The old crone exposed her bony grip, and Ruka blinked as he realized it held the painted stone. He turned his gaze to see Dala had raised her first, as had all his retainers at the foot of the mountain.
The color of fresh snow swept from the lawstones through the matrons and the chiefs, back through the crowd, into the valley from East to West, until the yellowed grass beneath them had all but disappeared.
Ruka collapsed upon his knees on the precipice, and did not try to hide his tears. His body wracked with sobs two decades in the making, and he saw wetness even in the eyes of his followers as they watched him, perhaps surprised by the emotion the same as he.
The children of ash held their stones in the air far longer than was needed, trapped or perhaps enthralled by the moment as a son of Noss wept upon the peak of heroes. Ruka could not speak, though he wished to praise them—to tell them of the Vishan and how they honored them now with their courage.
Holding their white stones visible to the star-gods, his mother’s people had spoken—the children of Tegrin had at last come of age, and with their first words, they had chosen life.
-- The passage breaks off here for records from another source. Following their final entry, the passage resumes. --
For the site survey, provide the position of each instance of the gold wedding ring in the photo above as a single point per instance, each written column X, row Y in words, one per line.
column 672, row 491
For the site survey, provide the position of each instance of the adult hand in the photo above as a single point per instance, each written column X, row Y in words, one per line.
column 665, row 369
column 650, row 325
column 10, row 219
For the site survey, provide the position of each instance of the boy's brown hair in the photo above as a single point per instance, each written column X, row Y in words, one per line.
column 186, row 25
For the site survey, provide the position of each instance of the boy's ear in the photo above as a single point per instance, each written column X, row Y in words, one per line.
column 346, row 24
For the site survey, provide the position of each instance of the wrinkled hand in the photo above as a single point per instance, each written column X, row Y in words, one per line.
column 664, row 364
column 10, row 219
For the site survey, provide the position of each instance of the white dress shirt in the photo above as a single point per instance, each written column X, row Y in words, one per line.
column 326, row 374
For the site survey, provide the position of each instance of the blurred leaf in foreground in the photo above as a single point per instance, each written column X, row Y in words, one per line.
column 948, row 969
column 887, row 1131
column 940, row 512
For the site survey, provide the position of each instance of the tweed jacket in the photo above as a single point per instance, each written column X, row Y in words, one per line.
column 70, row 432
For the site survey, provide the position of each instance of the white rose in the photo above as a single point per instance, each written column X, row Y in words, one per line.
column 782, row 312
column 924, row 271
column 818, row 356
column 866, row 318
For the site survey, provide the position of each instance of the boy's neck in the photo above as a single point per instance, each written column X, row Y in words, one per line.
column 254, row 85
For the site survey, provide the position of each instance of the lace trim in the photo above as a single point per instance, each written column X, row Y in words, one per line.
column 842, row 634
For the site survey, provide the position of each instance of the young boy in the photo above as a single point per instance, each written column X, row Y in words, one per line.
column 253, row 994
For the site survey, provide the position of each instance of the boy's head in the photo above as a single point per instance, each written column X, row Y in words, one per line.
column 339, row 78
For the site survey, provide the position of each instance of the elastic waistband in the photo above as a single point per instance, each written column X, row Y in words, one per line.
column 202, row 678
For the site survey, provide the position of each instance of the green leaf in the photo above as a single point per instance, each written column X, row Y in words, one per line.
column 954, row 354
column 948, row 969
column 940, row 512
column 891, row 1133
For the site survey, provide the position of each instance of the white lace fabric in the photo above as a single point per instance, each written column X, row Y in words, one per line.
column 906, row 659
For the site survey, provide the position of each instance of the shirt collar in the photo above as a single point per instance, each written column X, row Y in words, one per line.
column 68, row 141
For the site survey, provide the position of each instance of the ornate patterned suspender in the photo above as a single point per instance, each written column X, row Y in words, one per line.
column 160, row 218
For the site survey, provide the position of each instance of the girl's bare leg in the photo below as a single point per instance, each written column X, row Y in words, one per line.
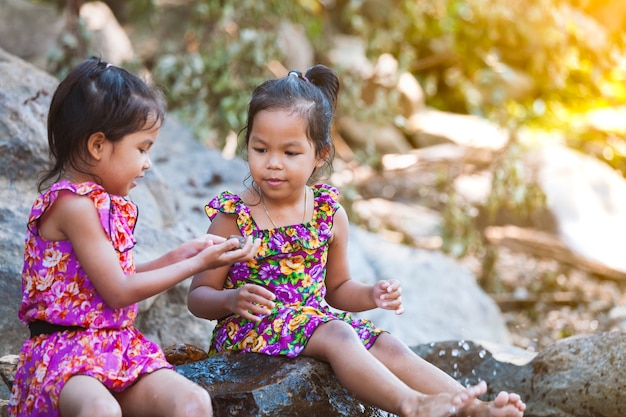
column 427, row 378
column 84, row 396
column 369, row 379
column 165, row 393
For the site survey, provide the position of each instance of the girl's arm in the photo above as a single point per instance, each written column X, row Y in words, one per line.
column 207, row 297
column 75, row 218
column 346, row 294
column 184, row 251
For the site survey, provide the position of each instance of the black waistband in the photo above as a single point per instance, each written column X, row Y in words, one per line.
column 39, row 327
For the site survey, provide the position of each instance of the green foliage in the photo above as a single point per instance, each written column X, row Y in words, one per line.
column 222, row 53
column 537, row 63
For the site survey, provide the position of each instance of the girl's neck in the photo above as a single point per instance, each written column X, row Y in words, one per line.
column 285, row 220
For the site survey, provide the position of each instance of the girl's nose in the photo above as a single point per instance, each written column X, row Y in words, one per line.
column 274, row 162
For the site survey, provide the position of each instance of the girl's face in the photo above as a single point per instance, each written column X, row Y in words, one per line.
column 280, row 155
column 125, row 161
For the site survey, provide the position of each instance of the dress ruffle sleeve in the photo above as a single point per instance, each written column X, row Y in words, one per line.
column 118, row 216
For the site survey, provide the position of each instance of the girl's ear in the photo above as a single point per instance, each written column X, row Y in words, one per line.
column 95, row 145
column 322, row 157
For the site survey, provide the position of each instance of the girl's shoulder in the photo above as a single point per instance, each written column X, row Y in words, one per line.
column 326, row 194
column 116, row 213
column 226, row 202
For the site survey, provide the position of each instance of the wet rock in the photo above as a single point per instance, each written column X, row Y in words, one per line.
column 259, row 385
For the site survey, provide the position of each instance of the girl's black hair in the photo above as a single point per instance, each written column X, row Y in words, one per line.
column 96, row 97
column 312, row 95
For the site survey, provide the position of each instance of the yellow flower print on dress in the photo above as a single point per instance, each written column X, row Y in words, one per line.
column 292, row 265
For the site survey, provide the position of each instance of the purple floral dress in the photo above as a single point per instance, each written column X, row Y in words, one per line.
column 56, row 289
column 292, row 264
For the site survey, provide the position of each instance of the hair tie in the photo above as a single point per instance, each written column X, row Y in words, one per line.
column 298, row 74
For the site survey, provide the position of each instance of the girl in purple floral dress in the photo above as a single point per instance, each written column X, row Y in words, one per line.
column 275, row 304
column 80, row 284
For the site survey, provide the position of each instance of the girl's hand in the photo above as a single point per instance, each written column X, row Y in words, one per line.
column 388, row 295
column 197, row 245
column 227, row 252
column 252, row 302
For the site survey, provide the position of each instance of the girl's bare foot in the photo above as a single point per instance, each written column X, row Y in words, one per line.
column 445, row 404
column 505, row 405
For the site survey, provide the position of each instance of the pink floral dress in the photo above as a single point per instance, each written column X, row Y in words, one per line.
column 55, row 289
column 292, row 264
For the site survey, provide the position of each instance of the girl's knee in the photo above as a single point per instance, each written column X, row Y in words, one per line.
column 103, row 407
column 337, row 331
column 194, row 402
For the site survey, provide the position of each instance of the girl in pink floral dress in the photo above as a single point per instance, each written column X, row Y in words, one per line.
column 80, row 284
column 275, row 304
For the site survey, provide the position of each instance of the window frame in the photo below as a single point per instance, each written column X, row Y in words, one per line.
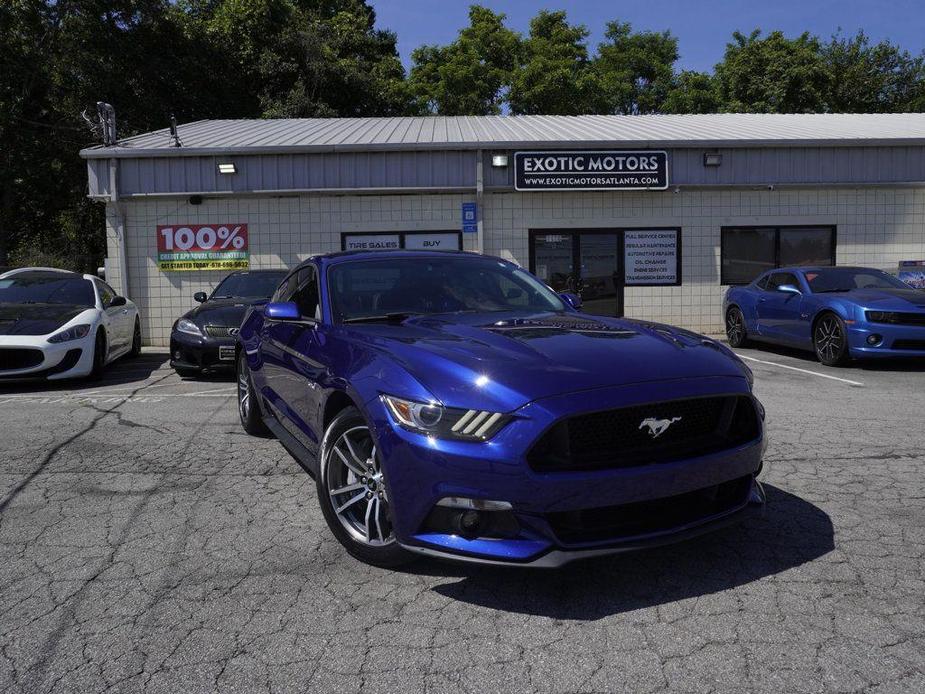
column 777, row 228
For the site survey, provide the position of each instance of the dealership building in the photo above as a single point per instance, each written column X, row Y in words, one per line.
column 645, row 216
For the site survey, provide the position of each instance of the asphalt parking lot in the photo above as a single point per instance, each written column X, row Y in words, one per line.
column 147, row 544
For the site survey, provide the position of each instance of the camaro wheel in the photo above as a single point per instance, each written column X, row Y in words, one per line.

They would live. And they deserved to.
You were right Beyla, Ruka thought, on his knees now in his Grove too before her image, his hands trembling as they touched her feet. I am not a demon, I am not a mistake.
Beyla had spared him, she had redeemed him, and now her people would live, so she had redeemed them, too. This she had done without blood, and without words. She had used only the love for her child, strong and demanding, without bitterness or hate. With only this, Beyla had saved them all.
Chapter 65
Three months previous, in the palace of Sri Kon
“Brother? Fara-che? Farahi? Roa take me, leave your daydreaming for one bloody moment and answer me!”
Farahi blinked, and forced himself away from visions of the future. He sat in one of the royal wing’s dining rooms in a simple chair across from his sister. The servants had been sent away. His food remained untouched on his plate.
“Brother my spies tell me you’ve ordered every royal family in the isles to attend your court.” Kikay looked more perturbed than usual. “That you did this days ago. And yet, you and I have sat together and eaten our meals, just like this, and you have not breathed a word.”
Farahi blinked again and frowned. He had been close to the end of a useful thread. “I don’t discuss every little detail with you, sister.”
She stared at him as she cut her pork with far more effort than required. They’d been having this same conversation in various forms since Hali died, but this was the most important thing he had denied her.
“What are you planning, and why aren’t you telling me? I only mean to help you, to protect you.”
“I don’t need your help in this, sister, nor your protection.”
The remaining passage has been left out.